Bullying education is part of Johannesburg-Lewiston's health program, which students are required to take. Through the classes an emphasis is placed on respecting others.


"That's the biggest way parents can help with this issue," Nowak said. "They need to teach their children to respect others at an early age."


It is easy for dislike of another child to become social bullying. Nowak says it is common to see children ignoring a certain child on purpose. When Nowak sees this, she makes sure she steps in to talk about what is happening.


Identifying bullying is not always an easy task, however. Teachers and administrators are not always aware of relationship histories. When bullying behavior is observed, school administrators must learn whether this is just some one-time event or has it been ongoing between the students.


Sometimes, even friends can become involved in disagreements that escalate. Other times, what appears to be bullying may be just friends fooling around. Understanding the relationship can make a difference in how the situation needs to be handled.


Bullying is defined as any behavior or gesture — written, verbal, graphic, physical (including electronically transmitted acts) — that is intended to harm another person.


Matt's Safe School Law, signed into law by Gov. Rick Snyder in 2011, requires schools to investigate all reports of bullying, fill out reports on the incident and seek help for those involved.


"The teachers and faculty here care about students and whether they are safe," Nowak said. "It's important that students and parents report bullying to us, so we are aware of it and can handle the situation."

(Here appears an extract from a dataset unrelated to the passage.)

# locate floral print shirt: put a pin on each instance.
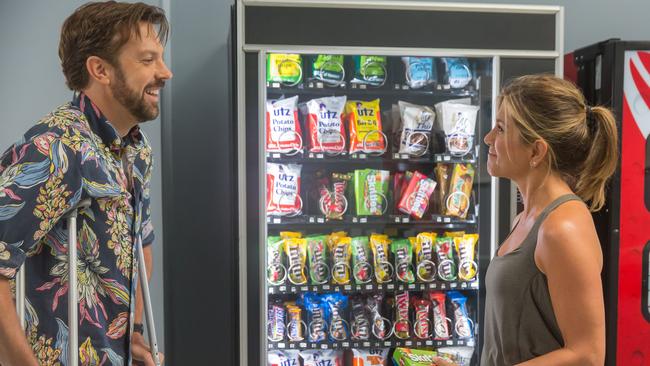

Matt’s Law changing schools’ bullying policies

  • Kurt Kolka  (Published Dec 3, 2013)

GAYLORD — Local school districts have been making changes to their policies since Matt’s Safe School Law was signed into law two years ago this month.


Not only does the law require schools to have an anti-bullying policy but the policy must be submitted to the State of Michigan.


The establishment of the is law has meant sweeping changes for schools across Michigan.


“We have had an anti-bullying policy for many years,” said Brian Pearson, director of curriculum of special education for Gaylord Community Schools.


“We always made changes as needed with that. But this new law meant setting that aside.”


Pearson said adopting Matt’s Law meant identifying specific staff members at each school in the district and having them undergo extensive training with experts in the field. Then, those designated personnel were put in charge of training other members of the staff. Not only were teachers trained in what to look for, but any school personnel who interact with students, including bus drivers.


The anti-bullying policy within the school system is an ongoing program. The schools are not only to hold general assemblies annually but the designated staff members also make presentations to students in individual classrooms.

“The Board of Education adopted the policy,” Pearson said. “General guidelines were created for all of the principals to follow when dealing with the situation. The principals must act within those guidelines when addressing these cases.”

Once a bullying situation has been investigated and discipline has been handed out, the counselors at the school are to follow up with students involved, both the victim and the person doing the bullying, to make sure both are progressing in positive directions.

“Gaylord Community Schools wants to make sure its schools are safe and nurturing environments for all students,” Pearson said.